Ensuring the conversion meets building regulations is often just one dimension of a developer’s desire to renovate the supply. Frequently, re-purposed buildings will seek to have impressive environmental credentials, so choosing the right energy supplier will be integral to this ambition. Therefore, changing or installing electricity meters should be one of the first stops when it comes to MEP.

However, switching suppliers and updating meters in large projects can prove to be a little baffling for the uninitiated. This is why it’s advisable to hire MEP consultants to ensure the process goes according to plan. But to get started, we’ll explain the fundamentals: primarily, what to make of MPAN and MPRN numbers.

What’s the difference between an MPAN and an MPRN code?

The MPAN (Meter Point Administration Number) and the MPRN (Meter Point Reference Number) are unique codes assigned to your electricity and gas supplies. The MPAN relates to the electricity supply and the MPRN to the gas. Note that in either case, these codes are not the same as the customer or account number.
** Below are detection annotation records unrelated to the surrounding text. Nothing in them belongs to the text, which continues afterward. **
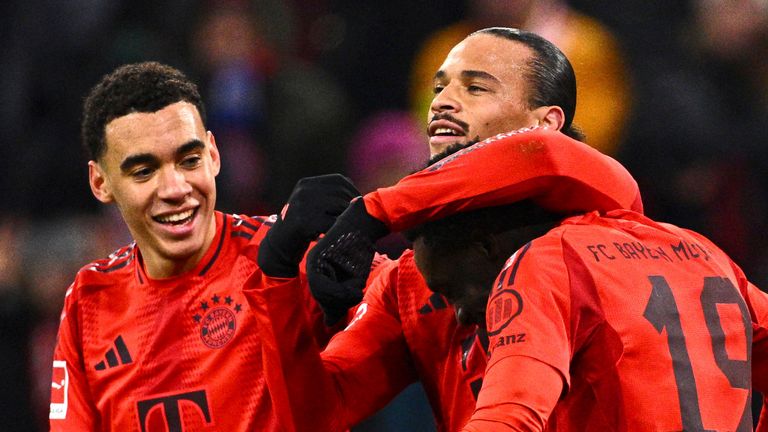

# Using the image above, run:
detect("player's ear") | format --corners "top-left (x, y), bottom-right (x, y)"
top-left (473, 233), bottom-right (501, 261)
top-left (88, 160), bottom-right (114, 204)
top-left (534, 105), bottom-right (565, 130)
top-left (206, 131), bottom-right (221, 177)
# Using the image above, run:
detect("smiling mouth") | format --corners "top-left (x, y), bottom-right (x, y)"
top-left (432, 127), bottom-right (464, 136)
top-left (152, 209), bottom-right (197, 225)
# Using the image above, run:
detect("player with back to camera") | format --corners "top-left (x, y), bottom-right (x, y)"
top-left (245, 28), bottom-right (642, 431)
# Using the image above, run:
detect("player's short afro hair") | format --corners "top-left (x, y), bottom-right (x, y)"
top-left (81, 62), bottom-right (205, 160)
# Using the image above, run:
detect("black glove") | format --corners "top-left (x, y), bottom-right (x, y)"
top-left (258, 174), bottom-right (360, 277)
top-left (307, 198), bottom-right (389, 326)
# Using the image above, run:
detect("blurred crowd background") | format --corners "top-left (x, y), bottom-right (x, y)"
top-left (0, 0), bottom-right (768, 431)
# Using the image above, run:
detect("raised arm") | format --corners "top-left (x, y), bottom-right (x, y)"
top-left (364, 128), bottom-right (643, 231)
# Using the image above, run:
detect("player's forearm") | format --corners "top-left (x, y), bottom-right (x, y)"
top-left (462, 403), bottom-right (545, 432)
top-left (364, 129), bottom-right (643, 231)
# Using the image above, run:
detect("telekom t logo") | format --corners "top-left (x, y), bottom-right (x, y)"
top-left (137, 390), bottom-right (211, 432)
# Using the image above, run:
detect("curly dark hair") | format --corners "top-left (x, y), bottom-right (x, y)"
top-left (81, 62), bottom-right (205, 160)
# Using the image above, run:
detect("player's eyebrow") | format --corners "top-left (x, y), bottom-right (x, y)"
top-left (120, 139), bottom-right (205, 172)
top-left (461, 70), bottom-right (501, 83)
top-left (433, 69), bottom-right (501, 83)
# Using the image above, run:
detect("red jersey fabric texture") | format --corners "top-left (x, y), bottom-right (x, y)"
top-left (364, 128), bottom-right (643, 235)
top-left (464, 211), bottom-right (768, 431)
top-left (244, 251), bottom-right (487, 431)
top-left (50, 212), bottom-right (327, 432)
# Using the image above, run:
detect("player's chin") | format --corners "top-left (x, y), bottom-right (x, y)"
top-left (454, 304), bottom-right (485, 328)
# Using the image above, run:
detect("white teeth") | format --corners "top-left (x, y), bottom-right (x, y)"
top-left (157, 210), bottom-right (194, 223)
top-left (435, 128), bottom-right (456, 135)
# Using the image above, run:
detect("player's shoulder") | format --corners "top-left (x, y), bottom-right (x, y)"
top-left (71, 243), bottom-right (137, 297)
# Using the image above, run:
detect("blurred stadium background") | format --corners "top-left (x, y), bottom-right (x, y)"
top-left (0, 0), bottom-right (768, 431)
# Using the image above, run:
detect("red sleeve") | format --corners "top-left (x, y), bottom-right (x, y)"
top-left (244, 256), bottom-right (416, 431)
top-left (746, 283), bottom-right (768, 432)
top-left (465, 238), bottom-right (571, 432)
top-left (364, 129), bottom-right (643, 231)
top-left (49, 283), bottom-right (99, 431)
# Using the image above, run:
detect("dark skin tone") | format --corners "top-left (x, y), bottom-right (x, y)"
top-left (413, 222), bottom-right (557, 328)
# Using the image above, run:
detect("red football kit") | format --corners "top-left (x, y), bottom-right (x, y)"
top-left (50, 212), bottom-right (327, 432)
top-left (245, 129), bottom-right (642, 431)
top-left (245, 251), bottom-right (487, 431)
top-left (463, 211), bottom-right (768, 432)
top-left (354, 130), bottom-right (768, 431)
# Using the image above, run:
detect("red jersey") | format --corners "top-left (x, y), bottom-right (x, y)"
top-left (364, 128), bottom-right (643, 231)
top-left (50, 212), bottom-right (332, 432)
top-left (245, 128), bottom-right (642, 431)
top-left (464, 211), bottom-right (768, 431)
top-left (245, 251), bottom-right (487, 431)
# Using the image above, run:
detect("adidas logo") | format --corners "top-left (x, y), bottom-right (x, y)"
top-left (94, 336), bottom-right (133, 370)
top-left (419, 293), bottom-right (448, 315)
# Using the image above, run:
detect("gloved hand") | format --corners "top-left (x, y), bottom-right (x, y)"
top-left (307, 198), bottom-right (389, 326)
top-left (258, 174), bottom-right (360, 277)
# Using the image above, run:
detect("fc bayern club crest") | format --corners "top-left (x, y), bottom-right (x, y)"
top-left (192, 294), bottom-right (243, 349)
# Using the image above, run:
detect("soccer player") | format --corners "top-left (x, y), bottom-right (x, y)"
top-left (245, 28), bottom-right (642, 431)
top-left (50, 62), bottom-right (358, 431)
top-left (300, 32), bottom-right (768, 432)
top-left (390, 163), bottom-right (768, 432)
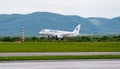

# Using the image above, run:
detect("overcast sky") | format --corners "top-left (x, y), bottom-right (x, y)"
top-left (0, 0), bottom-right (120, 18)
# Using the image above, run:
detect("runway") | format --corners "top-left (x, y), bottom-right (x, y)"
top-left (0, 59), bottom-right (120, 69)
top-left (0, 52), bottom-right (120, 56)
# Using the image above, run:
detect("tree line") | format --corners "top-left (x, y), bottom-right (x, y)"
top-left (0, 35), bottom-right (120, 42)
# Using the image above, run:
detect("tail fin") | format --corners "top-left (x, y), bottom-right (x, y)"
top-left (73, 24), bottom-right (81, 33)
These numbers are linked to the property. If you are switching supplier as part of a conversion project, you’ll need to let the new supplier know these codes. Generally, the MPAN can be found on an electricity bill. For the MPRN, you need to visit Find My Supplier and enter the property’s postcode to find the gas supplier for the area.

Not as straightforward as it might seem
This might seem fairly simple, but if you’re linking a new power supply to a disused property that’s been converted, things can get a little more complex. Considering all of the work that goes into laying a new power supply, you need to ensure that you are prepared before engineers attend the site.
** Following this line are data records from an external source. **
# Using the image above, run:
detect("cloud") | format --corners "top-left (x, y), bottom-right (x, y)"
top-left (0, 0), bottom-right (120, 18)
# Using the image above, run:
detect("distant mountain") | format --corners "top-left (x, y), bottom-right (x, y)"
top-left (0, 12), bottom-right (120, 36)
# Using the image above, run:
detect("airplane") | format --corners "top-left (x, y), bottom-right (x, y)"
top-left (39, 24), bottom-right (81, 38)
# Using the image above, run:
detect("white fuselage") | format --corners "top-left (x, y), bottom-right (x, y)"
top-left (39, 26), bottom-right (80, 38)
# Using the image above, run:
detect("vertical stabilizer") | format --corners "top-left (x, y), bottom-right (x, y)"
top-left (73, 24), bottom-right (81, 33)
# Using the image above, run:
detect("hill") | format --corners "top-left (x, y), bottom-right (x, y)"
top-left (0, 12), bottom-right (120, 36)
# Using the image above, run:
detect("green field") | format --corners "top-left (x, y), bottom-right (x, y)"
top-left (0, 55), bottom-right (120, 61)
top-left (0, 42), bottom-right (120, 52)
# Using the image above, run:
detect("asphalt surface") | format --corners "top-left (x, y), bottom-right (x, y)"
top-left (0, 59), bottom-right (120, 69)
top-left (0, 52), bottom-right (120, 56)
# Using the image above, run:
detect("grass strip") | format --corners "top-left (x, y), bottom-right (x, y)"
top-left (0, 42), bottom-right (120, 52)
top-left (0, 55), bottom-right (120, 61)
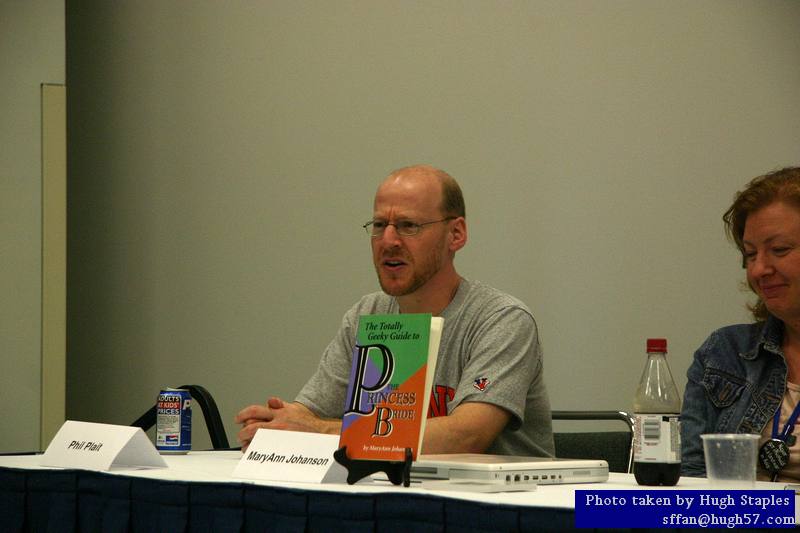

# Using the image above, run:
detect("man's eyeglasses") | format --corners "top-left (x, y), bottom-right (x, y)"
top-left (361, 217), bottom-right (457, 237)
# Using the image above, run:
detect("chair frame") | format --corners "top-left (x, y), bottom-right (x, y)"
top-left (552, 411), bottom-right (636, 474)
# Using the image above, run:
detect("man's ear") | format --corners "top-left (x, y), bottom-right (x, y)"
top-left (450, 217), bottom-right (467, 252)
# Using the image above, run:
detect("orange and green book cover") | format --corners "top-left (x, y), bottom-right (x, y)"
top-left (339, 314), bottom-right (444, 461)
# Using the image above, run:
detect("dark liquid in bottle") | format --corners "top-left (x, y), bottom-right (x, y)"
top-left (633, 462), bottom-right (681, 487)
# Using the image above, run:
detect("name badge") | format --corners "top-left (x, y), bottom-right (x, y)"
top-left (233, 429), bottom-right (347, 483)
top-left (39, 420), bottom-right (167, 470)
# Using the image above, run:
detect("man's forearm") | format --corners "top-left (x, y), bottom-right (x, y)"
top-left (422, 402), bottom-right (510, 454)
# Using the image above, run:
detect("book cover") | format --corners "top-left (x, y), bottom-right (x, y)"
top-left (339, 314), bottom-right (444, 461)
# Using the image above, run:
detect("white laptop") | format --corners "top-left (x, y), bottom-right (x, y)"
top-left (411, 453), bottom-right (608, 485)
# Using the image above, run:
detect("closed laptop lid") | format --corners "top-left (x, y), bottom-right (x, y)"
top-left (411, 453), bottom-right (608, 484)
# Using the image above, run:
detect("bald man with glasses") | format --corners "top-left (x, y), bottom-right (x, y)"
top-left (236, 165), bottom-right (553, 456)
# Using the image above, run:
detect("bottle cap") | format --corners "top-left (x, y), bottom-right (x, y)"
top-left (647, 339), bottom-right (667, 353)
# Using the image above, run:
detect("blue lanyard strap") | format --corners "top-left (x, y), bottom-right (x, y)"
top-left (772, 403), bottom-right (800, 441)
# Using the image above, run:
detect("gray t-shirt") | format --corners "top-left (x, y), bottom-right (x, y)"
top-left (295, 279), bottom-right (554, 456)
As the meters are such an integral part of connecting the energy supply, it’s essential that their installation isn’t an afterthought. You need to discuss meter installation at the beginning of the project so that the supplier has all the relevant codes and can attend the site as quickly as possible once new cabling has been laid.

Get the right consultants on board

The key to this is, of course, experienced consultancy and good project management. After all, without power, the property isn’t fit for use. Building services are what give a building life – just like you can’t run a car without petrol, you can’t run a building without an energy supply.

Good MEP consultants will make sure that the complete process of connecting the power supply is factored into the construction schedule. That way, you won’t encounter any headaches further down the line – and ensure you have the most efficient, effective energy supply to complement the rest of the project’s environmental credentials.